Wyatt Hardy, PLC

Criminal, Family and Probate Law

Wyatt Hardy, PLC

Criminal, Family and Probate Law


Protecting Clients’ Rights. Working To Solve Problems.

How does undue influence impact estate planning documents?

On Behalf of | Feb 16, 2022 | Probate

When planning your estate in Arkansas, you may have eager family members who want to help you. Particularly among those who may stand to benefit from your estate, you may observe an increased willingness to help and participate in planning.

Involving your family in the planning process can actually benefit everyone. However, if you begin to feel deceived, ignored or completely overtaken, you may need to reconsider everyone’s intentions.

Identifying undue influence

Given the complexity of planning your estate, having the assistance of your family may lighten your load. Allowing your beneficiaries to participate can also provide you a chance to express your intentions and expectations prior to your death. Positive and sincere interests in helping you plan can minimize conflict and help prevent estate disputes later on.

However, at times you may notice some people appear too eager to assist you. They may come on too strong and appear defensive when you suggest something different than what they want.

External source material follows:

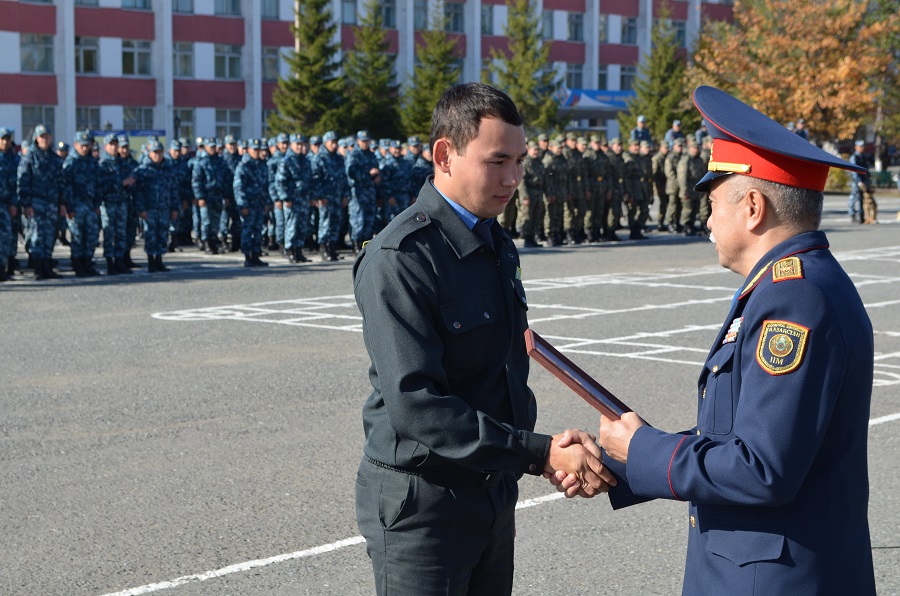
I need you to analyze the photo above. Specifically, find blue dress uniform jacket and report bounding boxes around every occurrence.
[354,182,550,486]
[610,232,875,596]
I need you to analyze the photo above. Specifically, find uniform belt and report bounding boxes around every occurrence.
[366,455,502,488]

Some warning signs of undue influence may include the following:

  • Convincing you to make changes that only stand to benefit them
  • Suggesting that you isolate your testator
  • Taking over communication with your attorney

Proving undue influence

Sometimes you cannot stop someone from taking over control of your estate or you may lack the support to intervene. Under these circumstances, your surviving family members may need to prove undue influence in probate court after your death. According to Cornell Law School, family members trying to prove undue influence will need to show that your weaknesses created a vulnerability that others took advantage of.

One thing you can do to assist your family is to write a note alleging that undue influence impacted your decisions. Give this note to them prior to your death. Your family can use this note as support and evidence to substantiate their claims.